The austerity measures by Royal Air Maroc were made public during a meeting between the management of RAM, staff representatives, and the representatives of the National Air Transport Federation (FNTA).

The Chief Executive Officer (CEO) of Royal Air Maroc Abdelhamid Addou stated that the layoff plan would affect 858 jobs within RAM or 30% of its global workforce.

Royal Air Maroc explained that it had also set up a voluntary redundancy plan for employees aged above 57 years with 15 years of seniority.

The conditions and terms of this plan are still under negotiation, pending the approval of the airline’s senior management.

According to Morocco World News, the discharge concerns one-third of the pilots (180 pilots), 30% of the cabin crew (stewards), and approximately 13% of the ground personnel, including baggage handlers.

Royal Air Maroc is also set to proceed to sell 20 planes including 4 Embraers, 4 Dreamliner 787s, and a dozen B737 aircraft.

The RAM fleet currently boasts 59 aircraft including thirty-seven B737s, two B737 Max, grounded since the crash of Ethiopian Airlines in March 2019, one B767 Cargo, nine B787, four Embraer 190 and six ATR 72-212A.

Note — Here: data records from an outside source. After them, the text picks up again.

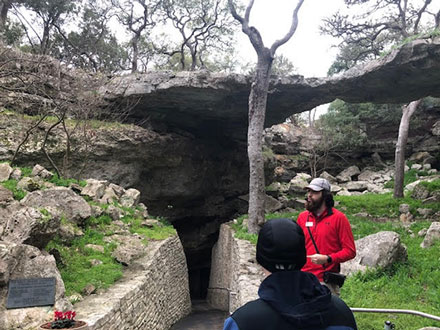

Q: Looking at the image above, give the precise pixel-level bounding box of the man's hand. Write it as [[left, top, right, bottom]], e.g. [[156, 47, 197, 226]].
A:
[[307, 254, 327, 265]]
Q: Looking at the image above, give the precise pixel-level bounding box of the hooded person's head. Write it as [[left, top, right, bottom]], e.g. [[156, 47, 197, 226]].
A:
[[257, 219, 306, 273]]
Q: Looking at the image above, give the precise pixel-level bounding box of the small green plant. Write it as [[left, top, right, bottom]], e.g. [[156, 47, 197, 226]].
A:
[[46, 229, 122, 295], [420, 179, 440, 192], [384, 169, 429, 189], [1, 179, 27, 201]]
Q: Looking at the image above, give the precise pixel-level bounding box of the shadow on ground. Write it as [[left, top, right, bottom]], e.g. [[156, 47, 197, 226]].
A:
[[170, 300, 228, 330]]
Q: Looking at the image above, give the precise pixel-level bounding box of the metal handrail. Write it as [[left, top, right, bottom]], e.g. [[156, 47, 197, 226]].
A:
[[350, 307, 440, 321]]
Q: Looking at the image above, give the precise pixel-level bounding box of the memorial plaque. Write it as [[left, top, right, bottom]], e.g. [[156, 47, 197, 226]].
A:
[[6, 277, 56, 309]]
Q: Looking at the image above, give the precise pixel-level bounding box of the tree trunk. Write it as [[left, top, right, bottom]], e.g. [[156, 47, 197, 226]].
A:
[[131, 35, 140, 73], [394, 100, 422, 198], [248, 49, 273, 234], [0, 0, 11, 28]]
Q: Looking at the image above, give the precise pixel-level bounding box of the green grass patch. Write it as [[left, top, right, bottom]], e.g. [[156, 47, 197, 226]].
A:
[[46, 230, 122, 296], [384, 169, 429, 189], [341, 220, 440, 330], [231, 211, 300, 244], [122, 216, 176, 241], [420, 179, 440, 192], [49, 174, 87, 187], [231, 194, 440, 330], [335, 193, 440, 218]]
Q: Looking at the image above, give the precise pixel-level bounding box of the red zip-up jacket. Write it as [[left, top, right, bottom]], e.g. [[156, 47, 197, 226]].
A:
[[297, 208, 356, 282]]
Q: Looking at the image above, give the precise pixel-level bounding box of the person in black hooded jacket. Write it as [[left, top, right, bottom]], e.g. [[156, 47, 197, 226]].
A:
[[223, 219, 357, 330]]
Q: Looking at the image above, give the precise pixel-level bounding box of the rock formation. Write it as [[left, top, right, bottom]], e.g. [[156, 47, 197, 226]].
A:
[[0, 39, 440, 298], [101, 39, 440, 140]]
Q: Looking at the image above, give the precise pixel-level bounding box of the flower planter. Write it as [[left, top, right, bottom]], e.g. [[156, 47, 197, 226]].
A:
[[39, 321, 88, 330]]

The surging Covid19 pandemic is the worst crisis that the Royal Air Maroc has suffered the since its inception in 1957.

The Moroccan national flag carrier claims to have reportedly experienced $109.1 million in monthly losses since the closure of national borders and the declaration of the emergency state in mid-March.

Now with the drop in global tourism, Royal Air Maroc is predicted to lose 20% of its air traffic in 2020, prompting continued financial losses.

The sustainable resumption of normal air traffic activities is projected for the year 2023 and potentially for 2025, according to the International Air Transport Association (IATA).